Koch: Ja, aber bei uns steht die Musik im Mittelpunkt. Im Prinzip jedoch geht’s da auch darum, dass man sich nicht dauernd über den Tisch ziehen lässt, dass alles als schön und glänzend verkauft wird, was eigentlich hohl ist. Das sind Sachen, die einen beschäftigen. Und wenn man so einen Text schreibt, muss man sehr genau drüber nachdenken, das ist eine Auseinandersetzung mit einem Thema. Das heißt, dass sie Texte keine letztendliche Weisheit verkünden. Ich glaube, dass die Texte den Prozess der Auseinandersetzung wiedergeben. Da gibt es keine letztendlich Schlussfolgerung, sondern die Beschäftigung selbst ist das Thema.

Wie seht ihr die Situation der Popmusik aktuell?

Koch: Die Musik entwickelt sich nicht nur nicht mehr weiter, sondern sie hat nicht mehr die Bedeutung für große Teile der Jugend. Das ist jetzt eine Art der Freizeitbeschäftigung von vielen. In den 60er, 70er, 80er Jahren dagegen nahm die Popmusik auch Einfluss auf die gesellschaftliche Entwicklung. Das kann man natürlich auch kritisch sehen. Die Popkultur damals hat die Kommerzialisierung vorangetrieben. Das, was in den 60ern Revolution genannt wurde, hat ja dazu beigetragen, dass jetzt in ganz anderem Maße Freizeit konsumiert wird. Das hat den Weg bereitet für riesige Industriezweige, wo wahnsinnig viel Geld gemacht wird. Die haben zwar damals gesagt, das ist alles Müll, aber sie haben den Kapitalismus gefördert.

Nervt es Euch, dass Bands auch immer ein Geschichte brauchen, ein Image, dass die Musik gar nicht die entscheidende Rolle spielt?

Hartwich: Ich will mit diesen acht Menschen Musik machen, weil ich die gut finde, weil wir die gleichen musikalischen Vorlieben haben. Das ist unser Branding. Das steht für sich. Wir vermitteln das auch auf der Bühne. Das ist nicht aufgesetzt.

Kann Popmusik noch in irgendeiner Form die Erfahrungswirklichkeit unsere Gegenwart bündeln?

Koch: Nein, das glaube ich nicht. Ich war gerade bei MGMT auf einem Konzert. Da standen die Leute rum, waren aber nicht richtig dabei. Die schauen sich das an und finden cool, dass sie da sind. Man hat nicht den Eindruck, dass die das wirklich lieben. Die geben nicht alles. Das ist ein bisschen wie in einer Lounge. Musik ist eine Sache von vielen, neben Computerspielen und so weiter, und für kaum mehr jemanden essentiell, wie das früher vielleicht war.

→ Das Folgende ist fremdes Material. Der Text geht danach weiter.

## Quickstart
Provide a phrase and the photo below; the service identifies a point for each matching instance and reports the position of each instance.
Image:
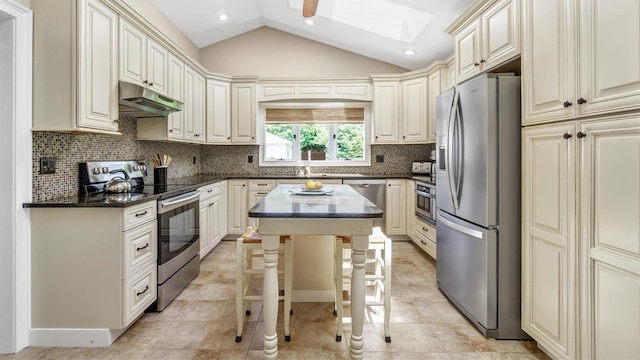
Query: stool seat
(249, 241)
(381, 246)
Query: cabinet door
(133, 54)
(243, 113)
(549, 241)
(500, 33)
(548, 61)
(237, 205)
(218, 111)
(199, 119)
(98, 72)
(157, 64)
(434, 91)
(467, 50)
(414, 110)
(175, 90)
(386, 115)
(610, 226)
(396, 212)
(609, 55)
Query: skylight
(377, 16)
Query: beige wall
(157, 19)
(268, 52)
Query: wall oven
(178, 245)
(425, 202)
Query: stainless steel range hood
(140, 102)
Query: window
(331, 135)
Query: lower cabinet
(92, 269)
(581, 237)
(213, 218)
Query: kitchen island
(335, 210)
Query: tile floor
(200, 323)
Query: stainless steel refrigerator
(478, 202)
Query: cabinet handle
(143, 291)
(142, 248)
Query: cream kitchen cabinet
(258, 189)
(489, 37)
(75, 50)
(211, 216)
(396, 208)
(243, 113)
(237, 201)
(143, 61)
(586, 64)
(581, 240)
(386, 112)
(218, 112)
(194, 106)
(95, 280)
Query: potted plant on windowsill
(313, 152)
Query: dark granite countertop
(337, 201)
(178, 186)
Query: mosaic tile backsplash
(69, 150)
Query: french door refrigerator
(478, 202)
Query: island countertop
(340, 201)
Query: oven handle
(177, 201)
(425, 194)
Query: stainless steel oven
(425, 202)
(178, 245)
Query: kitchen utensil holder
(160, 175)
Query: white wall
(268, 52)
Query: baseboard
(86, 338)
(312, 296)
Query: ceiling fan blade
(309, 8)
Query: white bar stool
(249, 245)
(380, 278)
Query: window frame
(261, 124)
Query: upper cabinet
(486, 37)
(75, 65)
(218, 112)
(142, 60)
(243, 113)
(585, 64)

Hartwich: Das ist unsere Zeit, du hast die Möglichkeit von der Techno- zur Schlagerparty zu stolpern und Spaß zu haben. So denken die jungen Leute auch. Das sollte man gar nicht negativ sehen. Das ist auch eine Freiheit, die wir haben.

cover2

Auf dem Cover des Albums sieht man die Band eine Straße entlanggehen. Wo ist das?

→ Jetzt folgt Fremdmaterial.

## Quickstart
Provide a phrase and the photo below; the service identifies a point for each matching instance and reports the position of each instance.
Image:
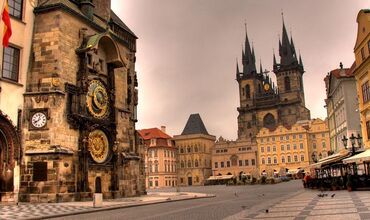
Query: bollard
(98, 200)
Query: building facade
(160, 159)
(288, 149)
(195, 152)
(361, 72)
(14, 62)
(262, 104)
(80, 103)
(342, 107)
(235, 158)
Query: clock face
(97, 100)
(98, 146)
(266, 86)
(39, 119)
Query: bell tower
(289, 77)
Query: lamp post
(353, 140)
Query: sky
(187, 52)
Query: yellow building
(289, 149)
(14, 62)
(195, 148)
(160, 158)
(362, 73)
(237, 158)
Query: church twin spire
(287, 52)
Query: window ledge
(11, 81)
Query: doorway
(190, 181)
(98, 185)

Koch: In Giesing. Candidplatz.

Warum habt ihrs da gemacht.

Koch: Das ist unterhalb vom Löwenstadion.

Hartwich: Ich bin Löwenfan.

Koch: Und wenn der neue Straßenkampf irgendwann kommt, dann in Giesing (lacht).

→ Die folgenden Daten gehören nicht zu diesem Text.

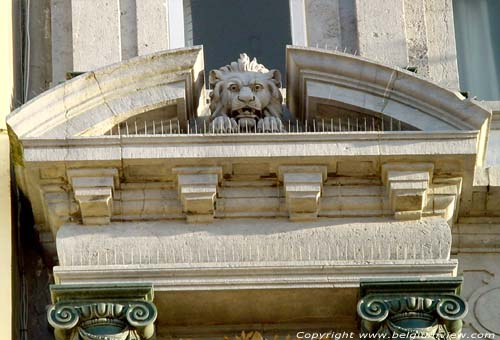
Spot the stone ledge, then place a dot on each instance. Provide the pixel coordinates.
(254, 241)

Das sieht schon ein bisschen aus wie eine Gang, auf dem Cover?

Koch: Das ist eine Blosn. So haben wir uns das gedacht.

Warum ist da oben dieses Eck nicht eingefärbt.

Koch: Das war ein Zufall. Wir haben am Computer ein bisschen rumprobiert und fanden das ganz gut.

Hartwich: Das ist auch in der Musik oft so, dass man Sachen macht, die zufällig entstehen, oft durch Fehler, die man selbst plötzlich gut, interessant, spannend, findet und sich sonst gar keine weiteren Gedanken dazu macht. Und die Umwelt liefert dann die Interpretation dazu. Im Grunde kann man dann als Band nur noch „ja“ sagen. Wenn jemand das in einer bestimmten Art und Weise sieht, dann ist das so.

Welchen Stellenwert hat Musik für Euch?

Hartwich: Auf einer Skala von eine bis zehn: zehn. Klar. Man lebt für die Musik, das macht so wahnsinnig Spaß in einer Band zu spielen, mit allen Höhen und Tiefen, das sind große Erfahrungen.

Hartwich: Es macht auch Spaß mit den Leuten zusammen zu sein. Als Teenager hängt man mit seiner Gang ab. Und dann ist das irgendwann vorbei. Mit der Band kommt das wieder.

Seht ihr das als Verlängerung der Jugend?

Koch: Finde ich schon. Aber wie Ringo Star sagt: „Als Popmusiker wird man nie älter als 24“. Früher hat mich der Begriff Berufsjugendlicher gestört. Aber es ist so: Ich hab versucht erwachsen zu werden und irgendwann habe ich gemerkt…(lacht). Ich will nicht in der Firma sitzen und für andere Leute arbeiten, damit die reich werden.